Our Grandfather’s Map
This September we observed the 100th Anniversary of the start of the First World War. The political, diplomatic and military maneuverings surrounding an act of terror would ignite a war that would cost nine million people their lives. The Allies became engaged in the First World War because a border had been crossed, Belgium sovereignty had been violated, people died in order to preserve a principle that was symbolized by a line on the map.
This September we also observed the 75th anniversary of the start of the Second World War. Hitler’s political, diplomatic and military maneuverings surrounding a pseudo-act of terror would ignite a war that would cost fifty-five million people their lives. The Allies became engaged in the Second World War because the Germans violated Poland’s sovereignty, people died in order to preserve a principle that was symbolized by a line on the map.
Although the result of the Second World War did not produce a free Poland, nor did we see a free Poland during the Cold War. Poland was one of the sparks which started the events that eventually produced the end of the Cold War. The Analyst and Observers during this time thought the end of history was near, the lines on the map would become less significant due to a new world order called globalization. We all hoped no one would have to die in order to preserve a principle symbolized by a line on the map.
We were wrong; the First Gulf War was fought because the political, diplomatic and military maneuverings of Saadam Hussein’s Iraq had to be stopped in order to maintain the principle of sovereignty. Iraq’s invasion of Kuwait crossed a line on the map. These lines represent Middle Eastern and African states which were constructed during colonial times and are artificial. The Allies hoped to make the costs extremely high on the Aggressor to discourage any leader who would change these lines on the map by force. It was hoped by the leaders in the Post-Cold War environment the borders would be left alone so no one would lose their life fighting over a line on the map. This seemed to work; until 2013 and the start of the events that have lead up to the formation of ISIS.
This September we have observed on the contemporary scene political, diplomatic and military maneuverings surrounding an act of terror by Islamic State (ISIS).
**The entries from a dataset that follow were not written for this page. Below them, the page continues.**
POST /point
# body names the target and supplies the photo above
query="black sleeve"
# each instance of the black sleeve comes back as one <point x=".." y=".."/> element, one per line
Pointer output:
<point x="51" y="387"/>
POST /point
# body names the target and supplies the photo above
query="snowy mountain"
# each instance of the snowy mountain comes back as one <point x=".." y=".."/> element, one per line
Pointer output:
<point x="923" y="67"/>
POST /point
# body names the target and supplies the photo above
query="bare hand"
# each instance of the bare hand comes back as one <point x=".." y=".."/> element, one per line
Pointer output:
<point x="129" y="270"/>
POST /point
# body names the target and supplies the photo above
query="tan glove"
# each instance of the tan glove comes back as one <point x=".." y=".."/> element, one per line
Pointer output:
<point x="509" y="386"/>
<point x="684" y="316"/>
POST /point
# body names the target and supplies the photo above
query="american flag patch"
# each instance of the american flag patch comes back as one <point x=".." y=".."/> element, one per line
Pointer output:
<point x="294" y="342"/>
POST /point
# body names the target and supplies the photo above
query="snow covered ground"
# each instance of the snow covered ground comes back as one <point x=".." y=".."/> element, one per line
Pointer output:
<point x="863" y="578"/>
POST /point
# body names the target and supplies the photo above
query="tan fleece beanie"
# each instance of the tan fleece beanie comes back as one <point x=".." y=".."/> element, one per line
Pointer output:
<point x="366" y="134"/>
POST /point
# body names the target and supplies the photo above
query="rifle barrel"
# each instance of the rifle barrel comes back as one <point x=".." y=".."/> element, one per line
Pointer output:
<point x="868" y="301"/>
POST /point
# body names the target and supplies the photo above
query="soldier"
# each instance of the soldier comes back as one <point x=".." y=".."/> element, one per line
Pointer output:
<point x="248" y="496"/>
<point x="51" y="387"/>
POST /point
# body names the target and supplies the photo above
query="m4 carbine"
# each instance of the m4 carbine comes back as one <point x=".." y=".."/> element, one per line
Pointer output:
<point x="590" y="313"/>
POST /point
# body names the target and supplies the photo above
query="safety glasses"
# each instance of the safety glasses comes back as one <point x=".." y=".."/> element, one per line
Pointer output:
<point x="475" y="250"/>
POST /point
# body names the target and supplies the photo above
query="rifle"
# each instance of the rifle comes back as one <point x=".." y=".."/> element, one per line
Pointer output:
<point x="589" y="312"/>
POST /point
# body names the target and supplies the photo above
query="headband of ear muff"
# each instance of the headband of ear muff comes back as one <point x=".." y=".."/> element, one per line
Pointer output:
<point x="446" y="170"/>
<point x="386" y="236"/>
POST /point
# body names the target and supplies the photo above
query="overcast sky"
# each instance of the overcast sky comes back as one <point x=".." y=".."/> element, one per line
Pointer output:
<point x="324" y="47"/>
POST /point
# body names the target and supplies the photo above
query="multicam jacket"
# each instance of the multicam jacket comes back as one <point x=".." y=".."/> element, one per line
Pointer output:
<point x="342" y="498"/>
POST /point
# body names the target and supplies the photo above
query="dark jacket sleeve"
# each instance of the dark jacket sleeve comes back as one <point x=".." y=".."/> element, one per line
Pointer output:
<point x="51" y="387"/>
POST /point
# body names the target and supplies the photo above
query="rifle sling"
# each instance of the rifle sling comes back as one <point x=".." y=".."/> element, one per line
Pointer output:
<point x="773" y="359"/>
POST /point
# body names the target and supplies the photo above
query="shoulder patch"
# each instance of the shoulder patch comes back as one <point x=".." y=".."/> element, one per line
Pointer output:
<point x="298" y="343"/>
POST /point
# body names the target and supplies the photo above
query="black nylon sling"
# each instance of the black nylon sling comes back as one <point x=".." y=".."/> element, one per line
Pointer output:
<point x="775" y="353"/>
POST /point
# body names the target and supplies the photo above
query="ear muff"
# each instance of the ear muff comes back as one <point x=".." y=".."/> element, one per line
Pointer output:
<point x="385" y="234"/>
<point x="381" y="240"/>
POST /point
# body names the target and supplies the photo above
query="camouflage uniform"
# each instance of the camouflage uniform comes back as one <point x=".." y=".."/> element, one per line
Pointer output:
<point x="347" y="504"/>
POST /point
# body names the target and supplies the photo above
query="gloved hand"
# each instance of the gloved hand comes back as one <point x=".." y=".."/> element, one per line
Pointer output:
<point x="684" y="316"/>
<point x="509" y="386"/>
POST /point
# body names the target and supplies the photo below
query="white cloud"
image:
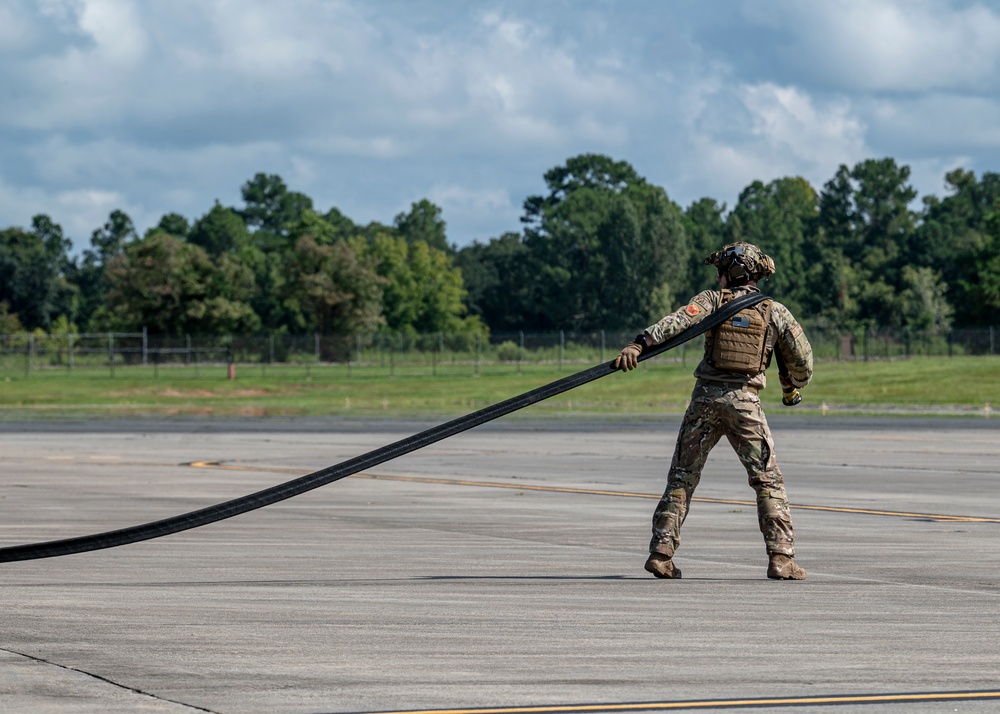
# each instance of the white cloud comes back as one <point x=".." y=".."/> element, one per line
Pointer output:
<point x="890" y="45"/>
<point x="369" y="106"/>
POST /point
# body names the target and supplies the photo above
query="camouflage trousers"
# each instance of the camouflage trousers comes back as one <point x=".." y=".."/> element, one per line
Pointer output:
<point x="714" y="412"/>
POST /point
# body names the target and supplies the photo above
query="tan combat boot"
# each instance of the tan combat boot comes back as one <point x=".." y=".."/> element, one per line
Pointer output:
<point x="662" y="566"/>
<point x="782" y="567"/>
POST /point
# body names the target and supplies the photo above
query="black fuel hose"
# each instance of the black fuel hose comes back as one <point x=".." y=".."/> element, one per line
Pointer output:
<point x="297" y="486"/>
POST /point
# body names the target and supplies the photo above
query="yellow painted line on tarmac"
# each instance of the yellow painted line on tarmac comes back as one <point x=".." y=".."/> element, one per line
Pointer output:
<point x="598" y="492"/>
<point x="718" y="704"/>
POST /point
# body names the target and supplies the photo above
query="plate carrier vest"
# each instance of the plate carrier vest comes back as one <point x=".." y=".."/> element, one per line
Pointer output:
<point x="740" y="344"/>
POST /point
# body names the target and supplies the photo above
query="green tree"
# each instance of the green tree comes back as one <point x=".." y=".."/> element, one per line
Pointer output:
<point x="171" y="286"/>
<point x="271" y="208"/>
<point x="607" y="248"/>
<point x="424" y="223"/>
<point x="865" y="216"/>
<point x="331" y="290"/>
<point x="173" y="223"/>
<point x="221" y="230"/>
<point x="497" y="276"/>
<point x="424" y="291"/>
<point x="88" y="274"/>
<point x="32" y="282"/>
<point x="780" y="218"/>
<point x="705" y="225"/>
<point x="956" y="239"/>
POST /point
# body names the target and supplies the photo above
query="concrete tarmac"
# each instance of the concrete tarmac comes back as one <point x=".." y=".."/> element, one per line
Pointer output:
<point x="499" y="569"/>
Some have argued this is a direct result of the Allied invasion of Iraq. I am sure the invasion and the mistakes the Allies (especially the U.S.) made contributed to the anarchy we see, however, the lines on the map that symbolize states in the Middle East no longer represent the principles of sovereignty. The Allies have been fighting trying to preserve these states since the First World War.
As the Secretary of Defense and Joint Chief of Staff testified before the U.S. Senate on September 16th, their answers struck me; they both seemed fixated on the border between Iraq and Syria even though the border is non-existent and it is just a line on the map. Before we send people to die for a line on the map, shouldn’t the map reflect the actual sovereignty of the States involved in the region?
Instead of war, maybe we should encourage the merging of the Sunni area into a Sovereign State or have the Saudis or a Sunni majority state administer the area? Could this be why there are no Arab states willing to put ground forces in the area? The people in the region see, the states as constructed, are going to have to reform or die. They are waiting to see if the established sovereign states (Saudi Arabia, Turkey, and the Gulf States) will reform and fight ISIS or perish. On the other hand, the Allies who are calling for a coalition of ground troops (but not their own) are arguing for a war to preserve states who are not really sovereign and whose boundaries are represented by our Grandfather’s Map. This ideological divide must be solved before we send people to die because of a principle represented by a line on the map.